The classical approach uses a significantly larger basis ($N$=1000) than the quantum implementation ($N$=16). This is intentional: the goal is not a like-for-like comparison, but to evaluate how well a low-qubit VQE can approximate the ground state energy under constrained Hilbert space representations and a limited ansatz.

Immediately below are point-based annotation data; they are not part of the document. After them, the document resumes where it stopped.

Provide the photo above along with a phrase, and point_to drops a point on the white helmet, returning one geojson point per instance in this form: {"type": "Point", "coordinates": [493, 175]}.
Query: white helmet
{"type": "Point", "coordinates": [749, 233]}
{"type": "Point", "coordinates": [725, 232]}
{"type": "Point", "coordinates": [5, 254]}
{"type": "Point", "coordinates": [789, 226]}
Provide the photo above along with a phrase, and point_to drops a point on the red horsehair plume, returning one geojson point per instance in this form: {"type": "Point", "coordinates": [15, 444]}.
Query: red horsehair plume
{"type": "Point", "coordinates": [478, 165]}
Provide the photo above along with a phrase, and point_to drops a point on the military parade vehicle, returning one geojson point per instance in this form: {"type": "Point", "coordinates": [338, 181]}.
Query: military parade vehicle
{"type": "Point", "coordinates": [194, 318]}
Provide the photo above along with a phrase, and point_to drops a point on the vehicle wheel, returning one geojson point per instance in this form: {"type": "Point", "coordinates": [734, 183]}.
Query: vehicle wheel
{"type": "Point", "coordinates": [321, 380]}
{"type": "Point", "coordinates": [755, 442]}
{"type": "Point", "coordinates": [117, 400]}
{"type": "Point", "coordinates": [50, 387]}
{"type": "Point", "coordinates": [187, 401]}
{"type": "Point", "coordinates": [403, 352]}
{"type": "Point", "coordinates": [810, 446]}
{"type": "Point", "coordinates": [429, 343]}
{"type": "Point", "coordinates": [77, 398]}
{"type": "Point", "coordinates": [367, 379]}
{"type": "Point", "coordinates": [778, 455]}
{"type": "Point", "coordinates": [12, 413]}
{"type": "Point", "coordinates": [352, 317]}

The key distinction between these approaches is as $N$ grows, the classical approach becomes increasingly computationally expensive, and VQE compresses the Hilbert space. VQE encodes the system into a logarithmic number of qubits with respect to the discretized basis size, but shifts computational complexity into repeated circuit evaluations and classical optimization. For example: for $N=2048$, classically you have to use eigendecomposition on a $2048\times2048$ matrix. However, using VQE, one requires 11 qubits to represent the discretized basis under binary encoding.

Future Work

Future extensions could incorporate shot-based estimation and noise models to study the robustness of VQE under realistic NISQ hardware constraints.

How to Run the Code

After installing all dependencies, you can simply run make from the main directory of the repository. If you wish to run only the classical approach, run make classic. For just the quantum portion: make quantum. For just the studying of the phase space of the VQE: make evaluation.

Repository Layout

├── quantum/
├── classical/
├── data/
├── Plots/
├── Plotting/
├── Makefile
├── README.md

• quantum/: Directory that performs a VQE in Python and qiskit to solve for the ground state energy of the Hydrogen atom. Contains two files:
  • vqe.py: file that handles the VQE solving, as well as creating the Hamiltonian for the VQE
  • error_estimation.py: file that benchmarks and evaluates top achievable VQE model performance for varying number of qubits, N and max radius
• classical/: Directory that houses C++ code to perform classical eigendecomposition of Hamiltonian to solve for energy levels of Hydrogen atom. This file also outputs the data for the reconstructed wavefunctions of the Hydrogen atom and stores them in data/wavefunctions.dat
  • src/ Houses the source code to run the eigensolver
  • include/ Houses the header file to define the eigenSolver class, various constants and other methods
• data/: Directory that contains data for output wavefunctions from classical approach
• Makefile: Top-level Makefile that, upon running "make", will run all the code and produce the output comparisons
• Plots/: Directory that contains output of error_estimation.py, including various quantitative evaluations of the VQE project on Hydrogen. As well, output wave functions from the classical approach (done in the Plotting/ directory)
• Plotting/: usage of gnuplot-latex-utils as a submodule to create publication-quality plots on the fly through gnuplot and LaTeX. Please see original documentation for more information.
  • wave_functions/: Directory that plots the extracted wave functions from the classical approach vs the analytic curves.
  • pdfs/: Where the output pdf is stored/

Requirements

• Classical:
  • C++ >= C++17
  • CMake
  • Eigen3
• Quantum:
  • numpy
  • matplotlib
  • scipy (scipy.optimize)
  • qiskit
• Dependencies outlined in gnuplot-latex-utils including
  • Gnuplot
  • LaTeX

Results

1. Heatmap of minimum achievable VQE error as a function of qubit count and maximum radial cutoff r_max. The optimal configuration (9 qubits, r_max = 9.0) is highlighted.
2. Comparison of numerically computed eigenfunctions (C++ diagonalization) with analytic hydrogen wavefunctions for the ground and first excited states.